For Minerva, this is not just another proxy rule change. It is a test of whether shareholder proposal rights in the US can endure without the regulator that has long administered them, particularly given the absence of an equivalent foundation in company law.
The shift builds on last November’s decision to stop providing substantive “no action” guidance to issuers seeking to exclude proposals. A full repeal would go further, removing SEC involvement entirely and pushing disputes into courts and state jurisdictions.
For decades, both sides have relied on a federal administrative route that, despite criticism, offered a predictable way to test exclusions. Repeal would not end disputes, but it would move them into a more fragmented system.

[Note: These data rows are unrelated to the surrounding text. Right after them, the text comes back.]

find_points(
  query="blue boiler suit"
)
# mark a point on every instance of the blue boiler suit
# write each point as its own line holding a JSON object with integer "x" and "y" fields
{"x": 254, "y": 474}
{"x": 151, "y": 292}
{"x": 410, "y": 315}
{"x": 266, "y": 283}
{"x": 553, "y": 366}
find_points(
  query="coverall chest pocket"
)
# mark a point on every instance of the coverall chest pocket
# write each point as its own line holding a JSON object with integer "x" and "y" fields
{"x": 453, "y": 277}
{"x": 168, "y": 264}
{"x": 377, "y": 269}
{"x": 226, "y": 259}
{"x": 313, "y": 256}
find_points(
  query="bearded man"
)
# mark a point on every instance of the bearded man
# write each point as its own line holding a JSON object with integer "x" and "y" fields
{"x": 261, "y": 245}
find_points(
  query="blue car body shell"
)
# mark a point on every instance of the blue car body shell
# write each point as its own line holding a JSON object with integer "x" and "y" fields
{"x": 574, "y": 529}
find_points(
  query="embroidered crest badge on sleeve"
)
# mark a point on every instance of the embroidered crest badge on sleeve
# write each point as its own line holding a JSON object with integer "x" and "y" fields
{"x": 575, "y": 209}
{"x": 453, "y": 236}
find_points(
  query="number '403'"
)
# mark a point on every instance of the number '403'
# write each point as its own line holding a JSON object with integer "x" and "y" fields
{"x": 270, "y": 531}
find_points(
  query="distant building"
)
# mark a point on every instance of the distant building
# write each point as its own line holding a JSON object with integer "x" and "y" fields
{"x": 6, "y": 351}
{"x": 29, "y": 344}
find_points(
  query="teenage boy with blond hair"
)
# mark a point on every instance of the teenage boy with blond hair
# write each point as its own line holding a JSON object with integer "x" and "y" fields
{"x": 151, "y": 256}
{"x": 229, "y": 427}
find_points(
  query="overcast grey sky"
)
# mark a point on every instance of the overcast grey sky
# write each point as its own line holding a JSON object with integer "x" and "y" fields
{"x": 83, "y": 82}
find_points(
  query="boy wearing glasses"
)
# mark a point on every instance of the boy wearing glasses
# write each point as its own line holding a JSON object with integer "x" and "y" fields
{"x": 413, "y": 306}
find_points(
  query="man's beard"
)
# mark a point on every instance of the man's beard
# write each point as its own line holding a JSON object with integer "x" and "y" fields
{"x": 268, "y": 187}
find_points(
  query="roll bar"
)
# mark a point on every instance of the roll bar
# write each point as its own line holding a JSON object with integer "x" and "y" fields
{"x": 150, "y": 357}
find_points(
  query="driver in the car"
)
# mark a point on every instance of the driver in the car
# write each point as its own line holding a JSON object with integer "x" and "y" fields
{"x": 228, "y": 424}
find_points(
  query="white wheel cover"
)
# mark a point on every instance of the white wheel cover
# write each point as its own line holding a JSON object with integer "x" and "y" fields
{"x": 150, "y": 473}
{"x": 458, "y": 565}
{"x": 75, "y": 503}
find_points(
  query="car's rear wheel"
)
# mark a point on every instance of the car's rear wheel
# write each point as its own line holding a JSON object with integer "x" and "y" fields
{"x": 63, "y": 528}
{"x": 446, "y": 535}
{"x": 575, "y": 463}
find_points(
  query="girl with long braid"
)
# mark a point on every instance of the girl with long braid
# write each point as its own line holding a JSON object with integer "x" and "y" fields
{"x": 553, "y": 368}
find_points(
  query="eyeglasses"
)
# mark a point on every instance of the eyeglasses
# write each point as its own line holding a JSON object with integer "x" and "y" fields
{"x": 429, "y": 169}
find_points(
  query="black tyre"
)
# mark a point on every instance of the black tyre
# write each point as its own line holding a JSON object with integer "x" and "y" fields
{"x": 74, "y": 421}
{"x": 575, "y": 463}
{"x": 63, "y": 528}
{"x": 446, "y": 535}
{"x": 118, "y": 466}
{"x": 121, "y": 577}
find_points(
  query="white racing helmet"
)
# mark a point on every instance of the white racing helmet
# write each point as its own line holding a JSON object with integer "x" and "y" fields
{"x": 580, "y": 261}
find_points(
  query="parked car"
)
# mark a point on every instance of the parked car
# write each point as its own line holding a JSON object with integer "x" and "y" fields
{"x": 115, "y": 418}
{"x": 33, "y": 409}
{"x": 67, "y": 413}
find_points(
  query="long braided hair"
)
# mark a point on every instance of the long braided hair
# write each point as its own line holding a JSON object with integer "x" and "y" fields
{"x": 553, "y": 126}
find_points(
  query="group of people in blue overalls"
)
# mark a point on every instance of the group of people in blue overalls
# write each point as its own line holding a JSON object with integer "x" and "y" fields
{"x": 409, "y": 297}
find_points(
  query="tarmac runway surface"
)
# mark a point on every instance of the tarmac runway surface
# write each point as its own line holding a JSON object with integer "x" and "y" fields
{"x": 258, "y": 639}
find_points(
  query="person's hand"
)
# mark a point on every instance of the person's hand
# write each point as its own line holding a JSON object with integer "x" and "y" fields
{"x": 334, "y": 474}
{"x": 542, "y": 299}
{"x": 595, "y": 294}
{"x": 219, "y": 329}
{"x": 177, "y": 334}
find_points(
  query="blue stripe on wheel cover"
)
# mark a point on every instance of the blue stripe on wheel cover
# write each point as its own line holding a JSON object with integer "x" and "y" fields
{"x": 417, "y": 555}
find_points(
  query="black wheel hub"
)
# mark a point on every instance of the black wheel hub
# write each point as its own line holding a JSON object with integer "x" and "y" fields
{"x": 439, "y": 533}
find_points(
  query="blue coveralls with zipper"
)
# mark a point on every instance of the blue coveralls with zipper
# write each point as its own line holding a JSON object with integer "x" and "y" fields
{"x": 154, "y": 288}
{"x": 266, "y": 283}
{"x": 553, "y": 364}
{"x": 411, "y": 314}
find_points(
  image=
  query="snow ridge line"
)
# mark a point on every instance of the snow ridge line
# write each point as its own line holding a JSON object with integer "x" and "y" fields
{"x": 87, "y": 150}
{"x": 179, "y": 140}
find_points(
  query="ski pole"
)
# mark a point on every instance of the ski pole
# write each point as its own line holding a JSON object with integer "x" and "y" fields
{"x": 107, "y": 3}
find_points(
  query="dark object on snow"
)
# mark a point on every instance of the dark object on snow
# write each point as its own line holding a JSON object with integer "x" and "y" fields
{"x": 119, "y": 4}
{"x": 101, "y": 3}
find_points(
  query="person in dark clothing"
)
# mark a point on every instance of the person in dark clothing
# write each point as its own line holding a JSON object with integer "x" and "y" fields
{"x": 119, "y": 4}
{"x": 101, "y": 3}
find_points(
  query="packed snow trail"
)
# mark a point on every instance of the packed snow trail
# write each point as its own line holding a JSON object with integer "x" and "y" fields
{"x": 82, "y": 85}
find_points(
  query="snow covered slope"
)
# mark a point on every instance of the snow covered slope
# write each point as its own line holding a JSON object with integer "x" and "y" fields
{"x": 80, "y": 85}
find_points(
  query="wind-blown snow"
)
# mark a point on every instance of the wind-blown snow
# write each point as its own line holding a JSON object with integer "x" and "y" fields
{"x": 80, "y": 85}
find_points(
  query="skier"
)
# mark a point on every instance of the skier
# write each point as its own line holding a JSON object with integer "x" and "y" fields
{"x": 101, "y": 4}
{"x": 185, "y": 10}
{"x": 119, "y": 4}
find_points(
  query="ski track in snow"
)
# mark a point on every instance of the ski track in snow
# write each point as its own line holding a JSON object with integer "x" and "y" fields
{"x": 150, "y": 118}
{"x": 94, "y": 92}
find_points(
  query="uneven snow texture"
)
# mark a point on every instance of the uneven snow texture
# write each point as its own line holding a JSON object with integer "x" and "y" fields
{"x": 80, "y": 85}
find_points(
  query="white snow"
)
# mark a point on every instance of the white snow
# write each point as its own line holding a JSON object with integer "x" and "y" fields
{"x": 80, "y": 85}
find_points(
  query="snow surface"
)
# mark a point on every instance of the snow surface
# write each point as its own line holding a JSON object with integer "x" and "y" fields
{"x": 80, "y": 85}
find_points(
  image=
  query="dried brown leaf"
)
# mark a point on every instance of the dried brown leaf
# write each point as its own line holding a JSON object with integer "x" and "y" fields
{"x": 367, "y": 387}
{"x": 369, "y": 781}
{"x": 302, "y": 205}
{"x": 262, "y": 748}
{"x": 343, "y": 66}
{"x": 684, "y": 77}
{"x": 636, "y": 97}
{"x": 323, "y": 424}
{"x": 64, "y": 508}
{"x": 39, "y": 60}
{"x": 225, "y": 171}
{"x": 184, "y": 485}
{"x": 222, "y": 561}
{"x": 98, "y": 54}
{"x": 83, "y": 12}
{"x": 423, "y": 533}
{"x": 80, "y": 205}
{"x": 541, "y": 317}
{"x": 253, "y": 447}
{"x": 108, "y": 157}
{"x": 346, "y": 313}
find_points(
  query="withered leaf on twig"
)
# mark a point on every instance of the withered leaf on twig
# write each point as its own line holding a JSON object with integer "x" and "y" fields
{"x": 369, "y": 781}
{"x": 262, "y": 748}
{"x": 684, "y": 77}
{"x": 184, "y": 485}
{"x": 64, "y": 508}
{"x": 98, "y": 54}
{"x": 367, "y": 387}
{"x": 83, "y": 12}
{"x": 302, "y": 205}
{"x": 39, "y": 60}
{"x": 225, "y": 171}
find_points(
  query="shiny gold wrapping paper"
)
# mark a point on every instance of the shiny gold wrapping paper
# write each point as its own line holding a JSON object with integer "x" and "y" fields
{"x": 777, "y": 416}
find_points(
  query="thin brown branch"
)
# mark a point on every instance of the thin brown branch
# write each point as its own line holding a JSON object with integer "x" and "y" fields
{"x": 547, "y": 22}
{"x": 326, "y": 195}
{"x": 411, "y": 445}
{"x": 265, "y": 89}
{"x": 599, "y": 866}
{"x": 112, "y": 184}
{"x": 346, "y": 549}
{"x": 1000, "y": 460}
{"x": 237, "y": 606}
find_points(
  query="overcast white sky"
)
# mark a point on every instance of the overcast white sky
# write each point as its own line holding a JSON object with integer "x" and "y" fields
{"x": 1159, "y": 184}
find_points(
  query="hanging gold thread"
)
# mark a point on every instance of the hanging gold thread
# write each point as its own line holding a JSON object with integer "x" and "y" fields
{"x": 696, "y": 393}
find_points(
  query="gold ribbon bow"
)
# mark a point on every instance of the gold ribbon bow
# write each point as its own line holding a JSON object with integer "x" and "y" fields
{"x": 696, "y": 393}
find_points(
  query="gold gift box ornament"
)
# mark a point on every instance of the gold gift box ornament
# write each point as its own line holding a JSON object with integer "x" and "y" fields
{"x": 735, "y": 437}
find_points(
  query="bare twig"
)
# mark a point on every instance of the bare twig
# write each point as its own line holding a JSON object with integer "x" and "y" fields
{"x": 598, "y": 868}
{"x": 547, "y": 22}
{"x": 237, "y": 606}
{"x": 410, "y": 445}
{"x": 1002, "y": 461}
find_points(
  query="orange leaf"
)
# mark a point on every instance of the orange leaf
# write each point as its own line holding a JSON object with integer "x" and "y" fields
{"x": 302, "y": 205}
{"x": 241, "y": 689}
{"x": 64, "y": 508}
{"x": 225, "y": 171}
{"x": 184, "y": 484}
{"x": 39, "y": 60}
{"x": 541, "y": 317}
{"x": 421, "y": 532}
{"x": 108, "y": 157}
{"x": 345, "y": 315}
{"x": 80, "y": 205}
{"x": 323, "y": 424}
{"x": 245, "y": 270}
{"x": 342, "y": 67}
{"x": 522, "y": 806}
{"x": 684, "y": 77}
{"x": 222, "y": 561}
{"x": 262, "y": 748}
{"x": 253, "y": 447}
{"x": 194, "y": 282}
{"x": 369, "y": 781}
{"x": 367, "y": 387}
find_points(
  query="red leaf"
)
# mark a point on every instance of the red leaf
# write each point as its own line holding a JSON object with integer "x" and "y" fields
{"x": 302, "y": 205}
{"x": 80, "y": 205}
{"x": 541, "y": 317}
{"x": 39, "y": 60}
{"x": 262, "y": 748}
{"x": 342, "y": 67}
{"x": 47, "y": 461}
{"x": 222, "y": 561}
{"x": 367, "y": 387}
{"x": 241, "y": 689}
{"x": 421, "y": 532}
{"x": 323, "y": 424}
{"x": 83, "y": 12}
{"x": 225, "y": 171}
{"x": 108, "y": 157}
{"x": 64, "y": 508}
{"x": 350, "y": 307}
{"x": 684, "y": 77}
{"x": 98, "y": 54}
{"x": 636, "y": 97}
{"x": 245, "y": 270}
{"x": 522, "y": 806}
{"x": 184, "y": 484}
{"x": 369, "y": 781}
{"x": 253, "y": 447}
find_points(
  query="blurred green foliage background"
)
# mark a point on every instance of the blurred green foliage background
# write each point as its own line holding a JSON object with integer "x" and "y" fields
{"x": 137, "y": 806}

Minerva CEO Sarah Wilson argued in March that shareholder proposal rights in the US are unusually fragile because they are not grounded in company law, as they are in most other developed markets. Instead, they depend on securities regulation.
That distinction is now central. Rights based on administrative practice can be narrowed or withdrawn without legislation. Without an equivalent governance function in company law, the role does not transfer. It disappears.
The significance therefore extends beyond proxy mechanics. It raises a broader question about the durability of shareholder rights in the world’s largest capital market.
That issue is already being tested in court. In March, Interfaith Center on Corporate Responsibility and As You Sow challenged the SEC’s overhaul of the “no action” process, arguing it weakens scrutiny and limits proponents’ ability to respond.
Some companies have faced legal challenges over exclusion decisions, while others have taken a more cautious approach by including proposals they might previously have contested.
A successful challenge could restore substantive review in the near term. But if the SEC proceeds with repeal, litigation would only revive the current process temporarily rather than resolve its underlying vulnerability.
Chair Paul Atkins has argued that the SEC should not opine on matters that belong to state corporate law, and that the current system allows investors with small holdings to drive engagement on issues beyond core business concerns. Resource constraints have reinforced that position.
But the argument cuts both ways. If proposal oversight is treated as outside the SEC’s remit, and company law does not fill the gap, a governance mechanism investors have treated as durable may prove contingent.
A formal SEC proposal is expected later this year, with input from investors and business groups likely to shape the outcome. The immediate question is how workable the system remains through the next proxy cycles. The more important one is whether shareholder proposal rights can remain a reliable feature of US markets if Rule 14a-8 is removed.
If Rule 14a-8 disappears, the issue is no longer how proposals are reviewed, but whether the mechanism survives at all.